You can use rsync to automatically only transfer the files that have
changed. I don't think you'll have to home grow your own 'only transfer
the diffs' solution, I think rsync will do that for you.
But yes, running an optimization, after many updates/deletes, will
generally mean nearly everything has changed.
Solr's index, of course _is_ lucene, so your experience with lucene will
be applicable to Solr. Unless lucene or Solr have added new features
since you last used it, but you're still using lucene, when you're using
Solr.
On 8/9/2011 11:22 AM, Peter Kritikos wrote:
Hello, everyone,
My company will be using Solr on the server appliance we deliver to
our clients. We would like to maintain remote backups of clients'
search indexes to avoid rebuilding a large index when an appliance fails.

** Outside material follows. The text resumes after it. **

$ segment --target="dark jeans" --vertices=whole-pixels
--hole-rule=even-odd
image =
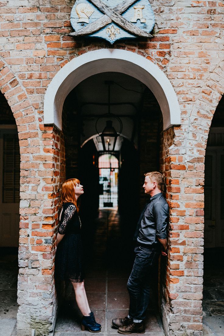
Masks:
[[[138,246],[134,249],[135,258],[127,287],[130,297],[129,317],[134,322],[146,318],[149,304],[150,280],[155,276],[160,251],[158,248],[148,249]]]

One of our clients backs up their data onto a remote server provided
by a vendor which only provides storage space, so I don't believe it
is possible for us to set up a remote slave server to use Solr's
replication functionality. Because our client has a low-bandwidth
connection to their backup server, we would like to minimize the
amount of data transferred to the remote machine. Our Solr index
receives commits every few minutes and will probably be optimized
roughly once a day. Does our frequently modified index allow us to
transfer an amount of data proportional to the number of new documents
added to the search index daily? From my understanding, optimizing an
index makes very significant changes to its files. Is there a way
around this that I may be missing?
We have faced this problem in the past when our product used a
Lucene-based search engine. We were unable to find a solution where we
could only copy the "diffs" introduced to the index since the most
recent backup, so we opted to make our indexing process faster. In
addition to plain text, many of the documents that we are indexing are
binary, e.g. Word, PDF. We cached the extracted text from these binary
documents on the clients' backup servers, saving us the cost of
extraction at index time. If we must pursue a solution like this for
Solr, how else might we optimize the indexing process?
Much appreciated,
Peter Kritikos